Холодная тяжесть оружия успокаивала, внушала уверенность в своих силах. Он поднял пистолет, снял с предохранителя, нажал на спусковой крючок… В утренней тишине выстрел прогремел оглушительно, отдача сильно качнула Вахромеева, он еле устоял на ногах. Кажется, он промахнулся – во всяком случае, фигура в машине не шелохнулась.
Зато сразу после выстрела, как по команде невидимого режиссера, заработала карусель. Медленно набирая обороты, деревянная платформа начала вращаться. Одновременно под крышей аттракциона загорелись гирлянды разноцветных лампочек, осветив ярко раскрашенных резных деревянных зверей, игрушечные автомобили… Заиграла веселая музыка, отблески вращающихся зеркал замелькали по темной площадке дикими фантастическими огоньками.
Вахромеев схватился за шею деревянной лошади, чтобы удержаться на ногах, не упасть с вращающейся платформы. Его взгляд был прикован к женской фигуре на другом конце карусели. Снова подняв пистолет, он выстрелил, но ускоряющееся вращение не давало тщательно прицелиться, и пуля снова прошла мимо. Женщина в капюшоне даже не пошевелилась – неужели она так уверена в своем везении и так спокойна за свою жизнь, что не уворачивается от пуль?

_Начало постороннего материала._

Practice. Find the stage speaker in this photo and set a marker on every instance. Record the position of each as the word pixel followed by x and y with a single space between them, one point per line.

С трудом переставляя ноги по движущейся платформе, Вахромеев пошел к ней. Стреляя на ходу раз за разом в эту ужасную женщину, сломавшую его жизнь и даже не боящуюся его. Он подходил к ней все ближе и ближе, с трудом удерживая равновесие на вращающемся полу, уходящем из-под ног. Голова кружилась все сильнее, и сердце с отвратительной тоскливой болью билось где-то в горле. Он подошел к ней уже совсем близко и наконец, уже почти в упор наводя пистолет, разглядел ее лицо.
Это было лицо старухи, давно и безнадежно мертвой старухи. Лицо было покрыто трупными пятнами. Мертвые глаза, которые никто не удосужился закрыть заботливой рукой, смотрели на Вахромеева белесой тусклой пустотой смерти. Уже начиная понимать, что он попался в расставленную кем-то ловушку, Петр Степанович палил в мертвое лицо – раз и еще раз… Карусель вращалась все быстрее, и бравурная мелодия била его по барабанным перепонкам, сводила с ума…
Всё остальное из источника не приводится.